Hospital Industry Officials Unveil Voluntary Quality Reporting System
Consumers will be able to compare hospital performance based on reports of quality indicators under an initiative announced yesterday by the hospital industry, the Washington Post reports. Under the program, presented by the American Hospital Association, Federation of American Hospitals, Association of Medical Colleges and other groups, hospitals will voluntarily report outcomes on 10 quality measures for three common conditions: acute heart attacks, congestive heart failure and pneumonia. For example, consumers will be able to track the percentage of patients with weak hearts who receive ACE inhibitors, which have been shown to cut mortality rates. For pneumonia patients, hospitals will report how often a vaccine against pneumococcal bacteria is administered. The reports initially will track procedures at hospitals and will not reveal patient outcomes, such as deaths, prolonged hospitalization and damage to bodily function. Beginning next summer, the collected data will be released in report cards posted on a Web site managed by CMS (Brown, Washington Post, 12/13). The initiative also will include a patient survey that will gauge patient experiences at hospitals (AP/USA Today, 12/13). Patients will be asked to complete the survey when they are discharged, and the results will be available on the CMS Web site (Washington Post, 12/13). CMS will also conduct pilot projects in New York, Maryland and Arizona on the best ways to communicate with patients about hospital quality of care. "Our pilot project will measure the real-world impact of the 10 initial quality measures," CMS Administrator Tom Scully said (HHS release, 12/12).

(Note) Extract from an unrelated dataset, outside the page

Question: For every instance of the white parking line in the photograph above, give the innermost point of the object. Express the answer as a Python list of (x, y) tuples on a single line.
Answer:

The effort is a "breakthrough" for hospitals and consumer groups, which have long been debating how to measure hospital performance. The Post reports that hospitals agreed to make the data public because it focuses only on the "process" of providing treatment and not patient outcomes. "The preoccupation with outcomes has held up this movement for years," Dennis O'Leary, president of the Joint Commission on Accreditation of Healthcare Organizations, said. He added that while the 10 measures are a "modest beginning," the goal is to expand the project to cover additional hospital data. "Once you've done the first 10, the next 10 are much easier," he said (Washington Post, 12/13). Although hospital participation in the program is voluntary, O'Leary said that JCAHO will provide a "gentle incentive," adding, "We intend to make it known who's participating in this and who's not" (AP/USA Today, 12/13). John Rother, director of policy for the AARP, said there will be a push to add outcome measurements to the project. "Consumers are going to want to know who's getting well, and who isn't, at a particular institution," he said (Washington Post, 12/13).